Peranan intelijen lapangan di tengah-tengah sebuah konflik, tentu mempunyai tujuan strategis untuk menentukan pemenang perang yang sesungguhnya. Entah menggunakan trik licik, cara-cara kotor yang dimanipulasi sedemikian rupa dan sebagainya, lazim digunakan para prajurit bayangan tersebut. Salah satunya adalah NEFIS.
Dinas Intelijen Belanda yang bercokol pada masa revolusi kemerdekaan itu, sempat membuat panik anggota Republiken (pejuang Indonesia). Selain menggunakan orang Belanda sendiri, NEFIS juga merekrut kaum pribumi dan swasta-pro penjajah yang bermental penjilat dan anti kemerdekaan. Teror anggota NEFIS di Indonesia pun dimulai.
Jurus jitu NEFIS memporak-porandakan psikologis pejuang Republik
lazimnya seorang intelijen, perang urat syaraf (psywar) dilancarkan untuk mengacaukan konsentrasi lawan. Mereka juga kerap menggunakan berita bohong (Hoax) untuk mengacaukan koordinasi pejuang Indonesia. Dilansir dari Historia.id, Jenderal A.H Nasution dalam tulisannya di Tentara Nasional Indonesia Bagian I mengatakan, “ Serangan psikologis itu mencapai targetnya karena adanya kekacauan organisasi pertahanan dan masih kurang cerdasnya rakyat kita…”.

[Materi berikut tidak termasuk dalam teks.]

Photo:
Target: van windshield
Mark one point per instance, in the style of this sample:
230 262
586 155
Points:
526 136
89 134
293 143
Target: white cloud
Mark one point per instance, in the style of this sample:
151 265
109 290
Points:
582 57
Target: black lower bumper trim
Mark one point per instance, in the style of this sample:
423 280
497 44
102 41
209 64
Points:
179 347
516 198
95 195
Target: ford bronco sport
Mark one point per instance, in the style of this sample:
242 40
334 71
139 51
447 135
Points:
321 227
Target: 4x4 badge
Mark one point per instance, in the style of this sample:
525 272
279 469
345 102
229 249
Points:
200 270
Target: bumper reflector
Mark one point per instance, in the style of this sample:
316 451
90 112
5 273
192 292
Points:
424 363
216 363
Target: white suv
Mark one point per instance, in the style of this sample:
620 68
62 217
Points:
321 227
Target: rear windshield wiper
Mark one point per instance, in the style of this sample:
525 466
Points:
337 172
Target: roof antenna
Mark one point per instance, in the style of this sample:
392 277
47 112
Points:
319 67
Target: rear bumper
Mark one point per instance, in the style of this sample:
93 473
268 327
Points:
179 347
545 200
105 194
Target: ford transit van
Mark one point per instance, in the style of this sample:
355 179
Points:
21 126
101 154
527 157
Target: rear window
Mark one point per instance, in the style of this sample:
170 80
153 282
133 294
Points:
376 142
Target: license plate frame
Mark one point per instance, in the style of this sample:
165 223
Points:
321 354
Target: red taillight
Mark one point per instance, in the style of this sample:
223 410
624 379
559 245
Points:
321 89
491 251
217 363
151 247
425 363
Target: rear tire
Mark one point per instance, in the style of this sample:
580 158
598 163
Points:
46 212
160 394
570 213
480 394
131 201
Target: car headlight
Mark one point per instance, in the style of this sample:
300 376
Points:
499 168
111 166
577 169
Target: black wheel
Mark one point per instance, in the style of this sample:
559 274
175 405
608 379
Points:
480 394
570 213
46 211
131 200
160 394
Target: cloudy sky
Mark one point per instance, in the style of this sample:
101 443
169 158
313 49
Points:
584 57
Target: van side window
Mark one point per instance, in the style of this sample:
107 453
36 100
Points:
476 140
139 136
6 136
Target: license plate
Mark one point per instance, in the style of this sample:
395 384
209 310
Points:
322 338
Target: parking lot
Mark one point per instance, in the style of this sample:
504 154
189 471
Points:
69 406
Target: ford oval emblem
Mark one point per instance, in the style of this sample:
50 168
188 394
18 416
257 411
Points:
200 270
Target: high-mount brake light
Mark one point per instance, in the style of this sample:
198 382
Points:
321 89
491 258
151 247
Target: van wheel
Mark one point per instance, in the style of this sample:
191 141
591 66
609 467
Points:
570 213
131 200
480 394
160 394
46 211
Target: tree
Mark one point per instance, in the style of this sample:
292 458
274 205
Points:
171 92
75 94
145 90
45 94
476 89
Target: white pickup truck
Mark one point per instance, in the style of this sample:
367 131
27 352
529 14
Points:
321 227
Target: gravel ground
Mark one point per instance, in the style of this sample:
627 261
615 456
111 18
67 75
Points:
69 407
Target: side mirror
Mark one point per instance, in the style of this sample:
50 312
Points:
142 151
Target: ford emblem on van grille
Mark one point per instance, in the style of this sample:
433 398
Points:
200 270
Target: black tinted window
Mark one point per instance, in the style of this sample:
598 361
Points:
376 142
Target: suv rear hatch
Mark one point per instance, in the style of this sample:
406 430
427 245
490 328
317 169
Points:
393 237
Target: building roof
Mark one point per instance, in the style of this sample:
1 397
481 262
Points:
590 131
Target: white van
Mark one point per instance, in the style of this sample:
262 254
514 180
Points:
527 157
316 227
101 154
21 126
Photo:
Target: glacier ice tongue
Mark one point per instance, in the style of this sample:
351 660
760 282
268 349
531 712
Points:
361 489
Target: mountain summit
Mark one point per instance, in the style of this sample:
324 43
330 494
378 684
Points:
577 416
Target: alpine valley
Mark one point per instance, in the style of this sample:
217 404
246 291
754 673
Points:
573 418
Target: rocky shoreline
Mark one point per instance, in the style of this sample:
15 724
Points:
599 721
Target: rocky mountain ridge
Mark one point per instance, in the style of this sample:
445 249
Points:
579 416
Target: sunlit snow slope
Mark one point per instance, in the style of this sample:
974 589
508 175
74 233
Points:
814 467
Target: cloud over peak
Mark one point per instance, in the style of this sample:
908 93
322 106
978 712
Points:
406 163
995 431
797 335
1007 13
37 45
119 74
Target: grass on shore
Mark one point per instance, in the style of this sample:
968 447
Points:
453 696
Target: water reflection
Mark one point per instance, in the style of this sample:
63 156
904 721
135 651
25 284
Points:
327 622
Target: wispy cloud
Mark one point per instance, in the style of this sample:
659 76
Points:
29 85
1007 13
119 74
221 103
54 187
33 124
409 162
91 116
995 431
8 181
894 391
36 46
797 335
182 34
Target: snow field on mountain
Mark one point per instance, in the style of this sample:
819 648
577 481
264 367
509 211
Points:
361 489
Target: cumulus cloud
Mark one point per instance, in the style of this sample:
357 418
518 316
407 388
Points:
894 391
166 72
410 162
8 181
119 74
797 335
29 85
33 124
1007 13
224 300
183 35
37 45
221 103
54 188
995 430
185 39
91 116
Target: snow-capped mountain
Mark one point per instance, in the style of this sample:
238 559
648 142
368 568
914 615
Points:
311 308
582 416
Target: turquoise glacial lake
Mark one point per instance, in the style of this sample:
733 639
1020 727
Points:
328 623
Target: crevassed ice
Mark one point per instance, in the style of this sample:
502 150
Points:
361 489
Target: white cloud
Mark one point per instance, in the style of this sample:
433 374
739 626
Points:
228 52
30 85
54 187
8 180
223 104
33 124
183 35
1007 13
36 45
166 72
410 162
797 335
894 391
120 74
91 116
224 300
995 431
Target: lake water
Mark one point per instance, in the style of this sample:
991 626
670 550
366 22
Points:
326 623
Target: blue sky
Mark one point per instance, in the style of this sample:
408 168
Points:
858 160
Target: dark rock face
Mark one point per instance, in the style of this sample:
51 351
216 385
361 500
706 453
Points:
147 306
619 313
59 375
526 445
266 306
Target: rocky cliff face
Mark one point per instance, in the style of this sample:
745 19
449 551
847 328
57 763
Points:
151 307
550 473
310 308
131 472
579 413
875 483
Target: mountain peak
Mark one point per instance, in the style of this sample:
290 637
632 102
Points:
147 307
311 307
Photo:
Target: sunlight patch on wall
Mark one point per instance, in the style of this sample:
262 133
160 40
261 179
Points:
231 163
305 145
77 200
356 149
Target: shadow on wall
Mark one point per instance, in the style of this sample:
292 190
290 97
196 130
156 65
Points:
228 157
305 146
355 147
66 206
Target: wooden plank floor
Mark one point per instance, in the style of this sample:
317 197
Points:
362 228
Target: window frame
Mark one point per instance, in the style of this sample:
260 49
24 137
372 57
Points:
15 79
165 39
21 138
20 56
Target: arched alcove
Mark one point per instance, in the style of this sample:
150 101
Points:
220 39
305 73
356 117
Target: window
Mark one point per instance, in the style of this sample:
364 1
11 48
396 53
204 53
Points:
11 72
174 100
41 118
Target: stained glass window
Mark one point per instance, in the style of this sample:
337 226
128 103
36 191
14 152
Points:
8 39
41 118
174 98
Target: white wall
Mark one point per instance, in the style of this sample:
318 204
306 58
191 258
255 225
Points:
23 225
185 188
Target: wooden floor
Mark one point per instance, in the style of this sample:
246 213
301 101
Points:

Membuat rakyat sipil panas dingin enggak karuan
Pertengahan tahun 1946, tersiar selentingan kabar bahwa mata-mata Belanda telah masuk ke daerah Bekasi yang dikuasai pejuang Indonesia. Mereka dikenali dengan ciri-ciri membawa simbol merah putih biru. Warna bendera Belanda. Alhasil, saling tuding dan curiga pun merebak di kawasan itu. Penumpang kereta api dari arah Jakarta tak luput dair aksi penggeledahan. Bahkan seorang ayah dan anak perempuannya, terpaksa dieksekusi di belakang Stasiun dengan cara dipenggal setelah kedapatan membawa kertas merah putih biru dalam tasnya.
Hasil kolaborasi apik antara Australia dan Belanda
NEFIS didirikan atas kolaborasi dua negara, Australia dan Belanda. Saat posisi para kolonial sedang terjepit pada perang revolusi, banyak pejabat tingginya yang mengungsi ke benua kanguru tersebut. Di sanalah, Jenderal Simon Hendrik Spoor mendirikan NEFIS atas perintah Komandan pasukan Belanda, Conrad Emil Lambert Helfrich. Berbasis di Melbourne, Australia, NEFIS bertugas untuk mengumpulkan data-data milik pejuang republik, pemerintah Indonesia, map, foto, situasi masyarakat Indonesia. Hasilnya dilaporkan secara rutin sebulan sekali.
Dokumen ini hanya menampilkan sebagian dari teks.